I am including this link from the last thread as it seems important
From Page 17 of the slides in the post: http://www.ogre3d.org/forums/viewtopic. ... 50#p478276dark_sylinc wrote:OK!! I added the tasks needed for Ogre 2.x
They're in the WIKI PAGE.
Different people have differing defintions of Tasks/Blocks/Workunits/microthreading/whatever this can make this discussion difficult. There are many task scheduler based threading solutions that launch very few threads by running multiple blocks/WorkUnits/Whatever in the thread before its destruction. The active research in this area makes defining things difficult. Having few good definitions makes discussing difficult.dark_sylinc wrote:A thing about tasks (aka. “Short-lived threads”):
In my experience on modern systems much of the cost of creating a thread comes from it being a system call and at some point needing to allocate memory. A system that is spawning hundreds of threads on modern commodity hardware is too broken to be considered by any performance instensive application, but only because it is creating a large amount of needless objects.

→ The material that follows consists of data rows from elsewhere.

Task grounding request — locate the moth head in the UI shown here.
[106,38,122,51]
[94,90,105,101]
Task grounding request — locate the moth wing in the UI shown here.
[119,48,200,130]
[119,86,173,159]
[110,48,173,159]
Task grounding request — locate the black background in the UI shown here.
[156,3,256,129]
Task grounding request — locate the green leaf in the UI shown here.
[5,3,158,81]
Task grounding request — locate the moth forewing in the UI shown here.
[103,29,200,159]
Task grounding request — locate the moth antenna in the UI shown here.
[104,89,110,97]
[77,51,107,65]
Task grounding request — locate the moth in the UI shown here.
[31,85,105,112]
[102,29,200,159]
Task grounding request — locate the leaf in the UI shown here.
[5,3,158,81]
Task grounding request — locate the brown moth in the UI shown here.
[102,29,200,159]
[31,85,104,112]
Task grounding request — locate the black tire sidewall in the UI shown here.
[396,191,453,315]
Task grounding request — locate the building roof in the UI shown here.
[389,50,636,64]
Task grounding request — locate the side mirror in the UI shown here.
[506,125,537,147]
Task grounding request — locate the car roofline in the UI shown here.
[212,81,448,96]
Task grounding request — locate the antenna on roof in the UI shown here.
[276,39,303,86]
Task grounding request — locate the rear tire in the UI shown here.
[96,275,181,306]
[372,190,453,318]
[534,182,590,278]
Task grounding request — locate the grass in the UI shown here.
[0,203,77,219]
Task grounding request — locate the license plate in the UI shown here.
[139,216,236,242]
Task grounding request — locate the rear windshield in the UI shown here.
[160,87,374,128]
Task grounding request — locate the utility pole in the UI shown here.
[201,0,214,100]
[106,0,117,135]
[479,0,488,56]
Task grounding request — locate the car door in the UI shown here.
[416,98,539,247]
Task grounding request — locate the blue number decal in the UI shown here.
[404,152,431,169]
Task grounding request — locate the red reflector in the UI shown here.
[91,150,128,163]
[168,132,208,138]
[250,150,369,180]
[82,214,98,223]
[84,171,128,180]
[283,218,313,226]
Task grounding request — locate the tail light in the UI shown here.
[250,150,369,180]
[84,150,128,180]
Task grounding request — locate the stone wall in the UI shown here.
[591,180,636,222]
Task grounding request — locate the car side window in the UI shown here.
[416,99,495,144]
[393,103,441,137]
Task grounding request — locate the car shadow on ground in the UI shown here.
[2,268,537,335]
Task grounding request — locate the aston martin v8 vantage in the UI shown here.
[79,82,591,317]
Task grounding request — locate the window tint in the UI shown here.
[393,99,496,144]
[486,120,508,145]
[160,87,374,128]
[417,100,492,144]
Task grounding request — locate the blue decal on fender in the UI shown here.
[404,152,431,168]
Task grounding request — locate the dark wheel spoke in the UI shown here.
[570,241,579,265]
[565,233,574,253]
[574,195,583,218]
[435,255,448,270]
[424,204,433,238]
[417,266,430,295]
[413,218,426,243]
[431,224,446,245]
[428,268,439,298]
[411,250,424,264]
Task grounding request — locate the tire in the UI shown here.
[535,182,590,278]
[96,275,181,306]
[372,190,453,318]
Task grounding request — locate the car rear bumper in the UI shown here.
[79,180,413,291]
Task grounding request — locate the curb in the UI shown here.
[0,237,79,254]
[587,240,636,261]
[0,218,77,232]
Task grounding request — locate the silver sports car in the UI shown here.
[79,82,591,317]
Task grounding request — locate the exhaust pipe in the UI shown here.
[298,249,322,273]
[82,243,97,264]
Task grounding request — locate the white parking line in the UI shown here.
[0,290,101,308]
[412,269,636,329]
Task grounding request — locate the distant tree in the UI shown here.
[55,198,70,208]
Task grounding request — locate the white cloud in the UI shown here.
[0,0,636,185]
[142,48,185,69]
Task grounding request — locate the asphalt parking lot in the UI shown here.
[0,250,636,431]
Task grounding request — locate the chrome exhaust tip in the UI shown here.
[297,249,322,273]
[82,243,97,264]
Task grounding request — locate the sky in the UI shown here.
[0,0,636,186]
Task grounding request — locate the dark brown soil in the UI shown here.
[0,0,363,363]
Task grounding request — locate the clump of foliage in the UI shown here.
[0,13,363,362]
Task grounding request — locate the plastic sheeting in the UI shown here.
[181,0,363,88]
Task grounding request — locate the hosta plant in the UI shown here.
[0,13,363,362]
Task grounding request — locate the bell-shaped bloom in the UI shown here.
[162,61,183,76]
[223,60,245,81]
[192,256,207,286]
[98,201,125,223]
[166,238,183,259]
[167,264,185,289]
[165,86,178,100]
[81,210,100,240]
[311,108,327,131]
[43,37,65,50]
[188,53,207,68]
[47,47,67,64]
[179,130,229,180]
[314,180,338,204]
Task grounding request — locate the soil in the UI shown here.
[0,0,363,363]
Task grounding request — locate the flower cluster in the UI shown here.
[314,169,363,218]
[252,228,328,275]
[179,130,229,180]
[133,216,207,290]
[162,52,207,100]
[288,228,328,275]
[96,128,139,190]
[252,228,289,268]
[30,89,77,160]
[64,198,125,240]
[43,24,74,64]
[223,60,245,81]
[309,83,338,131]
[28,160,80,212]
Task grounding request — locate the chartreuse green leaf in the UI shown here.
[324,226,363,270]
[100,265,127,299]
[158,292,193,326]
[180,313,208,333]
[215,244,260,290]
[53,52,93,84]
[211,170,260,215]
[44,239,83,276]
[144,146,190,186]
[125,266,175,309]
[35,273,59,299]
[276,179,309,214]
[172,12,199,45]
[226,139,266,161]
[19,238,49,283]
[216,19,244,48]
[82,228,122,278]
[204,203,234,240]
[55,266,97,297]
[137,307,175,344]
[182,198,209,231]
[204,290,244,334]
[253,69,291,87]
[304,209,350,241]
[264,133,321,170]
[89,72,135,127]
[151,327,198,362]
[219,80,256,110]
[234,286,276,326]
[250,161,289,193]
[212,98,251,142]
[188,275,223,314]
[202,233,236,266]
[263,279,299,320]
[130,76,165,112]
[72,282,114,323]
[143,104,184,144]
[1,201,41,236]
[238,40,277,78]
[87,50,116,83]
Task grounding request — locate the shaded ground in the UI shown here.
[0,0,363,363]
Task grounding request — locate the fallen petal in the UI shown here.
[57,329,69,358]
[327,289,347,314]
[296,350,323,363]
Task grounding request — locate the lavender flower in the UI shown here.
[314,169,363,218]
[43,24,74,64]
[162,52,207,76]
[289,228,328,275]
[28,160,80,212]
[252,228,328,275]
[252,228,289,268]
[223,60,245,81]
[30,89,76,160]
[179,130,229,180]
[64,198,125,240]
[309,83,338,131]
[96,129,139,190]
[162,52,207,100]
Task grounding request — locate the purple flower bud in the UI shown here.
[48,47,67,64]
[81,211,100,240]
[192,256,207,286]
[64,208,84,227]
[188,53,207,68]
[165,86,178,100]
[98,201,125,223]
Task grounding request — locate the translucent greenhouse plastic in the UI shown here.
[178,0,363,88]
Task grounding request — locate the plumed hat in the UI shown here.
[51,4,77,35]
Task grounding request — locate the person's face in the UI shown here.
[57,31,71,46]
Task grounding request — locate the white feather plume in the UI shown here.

I think there are some situations in which it may be faster to create/destroy threads rather than use other synchronization primitives, but in general I agree fewer creations of short lived objects on the heap is a good thing.
From the page 14 slides in the post: http://www.ogre3d.org/forums/viewtopic. ... 50#p478276
How much work is in each of those boxes (on page 14)? If there is a significant amount of work, then it may be possible to put them each into Task/WorkUnit in a system that respects data dependencies and does not create unneeded threads. If it is just a few calculations I may have an idea. Is it possible to easily group the nodes in some way where they can be worked on and the dependency is respected because the grouping implies thread safety (Please forgive my ignorance of Ogre). For example, if the nodes are in a hierarchy where each node has one parent and N children there is an implied guarantee. This would let us logically split the heirarchy near its base into X groups we could keep each child with its parents(and grandparents and so on until the split) and each group is worked by a single thread. This requires no synchonization until the work ends and naturally there will be no race condtions.dark_sylinc wrote:There is no guarantee parents are updated in the same thread as their children.
Doing so would be more trouble than it's worth. (But if real world code proves it isn't
hard to guarantee this order → no syncs would be needed until the end)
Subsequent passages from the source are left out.